Laurence England has posted the letter he received from Bishop McMahon in which the good Bishop attempts to defend the work of the CES regarding its input to the sex education aspect of the DCSF Bill. Bishop McMahon states:
"As the Bill stands at the present time, it will not be made statutory for Catholic Schools to promote abortion, contraception and homosexuality.
I suggested in a comment over on Fr. Ray Blake's blog, that the CES/Bishop McMahon position hangs on what they mean by that word 'promote'.
Lord Alton, a prominent Catholic peer, believes that teaching children how to get an abortion, is promotion of, rather than information about, abortion.

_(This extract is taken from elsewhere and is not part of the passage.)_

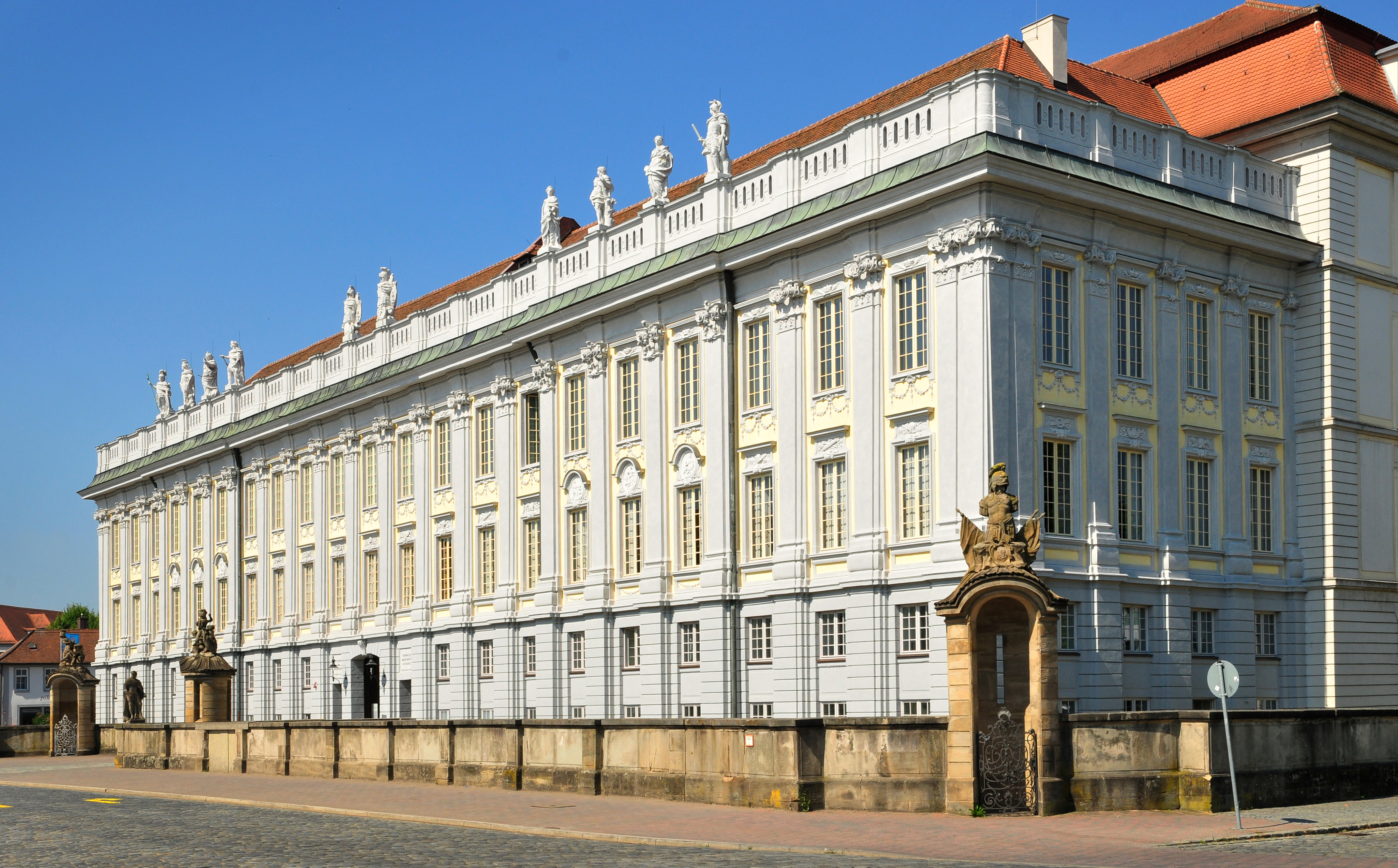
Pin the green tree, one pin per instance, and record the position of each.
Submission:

This is a part of the Hansard record of Lord Alton's speech in the House of Lords on the 8th March 2010:
"Last week, I tabled a Written Question to the Government, indicating my intention to raise this point. It was reported in the media that:
"Catholic schools must teach pupils where to access an abortion, Schools Secretary Ed Balls has said".Mr Balls said this on the "Today" programme:
This is not a trivial matter, and I hope that the Government realise the implications. The Government need to understand that such a fundamental attack on the character and ethos of faith schools will create a crisis of conscience for parents and teachers alike. After their inept handling of the adoption agencies issue, the Government should understand the enormity of this question which they have opened.

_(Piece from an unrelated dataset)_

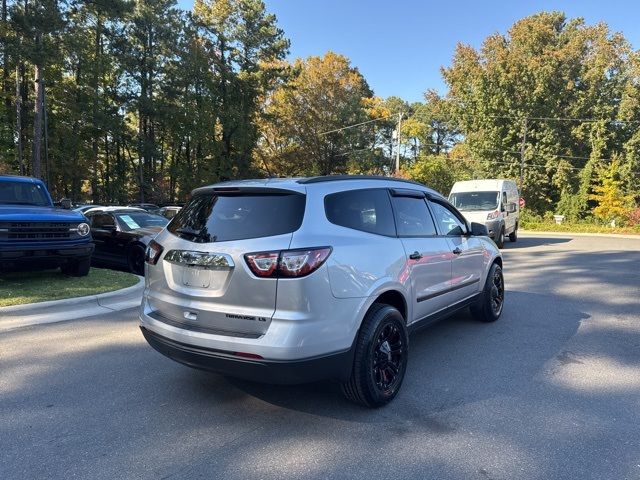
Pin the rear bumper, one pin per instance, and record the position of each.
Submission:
(49, 253)
(334, 366)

As someone who left a political party when it said that abortion had to be a party policy rather than a matter of conscience, I can say with some feeling that Catholics and many others will not meekly accept that their children should routinely be taught how to procure abortions. That is promotion, not information, and the Government really do need to clarify the difference between the two. This is a wholly unacceptable assault on the rights of conscience, beliefs, the integrity of religious foundations, and the integrity of families." (my emphasis)

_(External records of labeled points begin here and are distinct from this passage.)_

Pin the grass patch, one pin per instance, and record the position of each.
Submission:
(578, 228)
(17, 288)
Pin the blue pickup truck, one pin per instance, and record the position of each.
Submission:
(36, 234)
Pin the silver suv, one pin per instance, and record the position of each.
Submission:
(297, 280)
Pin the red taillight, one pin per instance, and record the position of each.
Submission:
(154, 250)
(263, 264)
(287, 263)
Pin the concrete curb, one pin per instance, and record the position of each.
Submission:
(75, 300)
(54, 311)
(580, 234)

Had Bishop McMahon included in his letter to Laurence England, a statement that Catholic schools would not teach children how to access abortion (or indeed contraception), that could possibly have put the CES in the sort of direct confrontation with the Ed Balls department, that Bishop McMahon believes would not achieve anything. However, we are now in the deeply worrying situation whereby a failure to stand up against "such a fundamental attack on the character and ethos of faith schools" could result in Catholic schools teaching children how to procure an abortion, whilst simultaneously claiming that this does not promote abortion to children, and is consistent with the ethos of a Catholic school.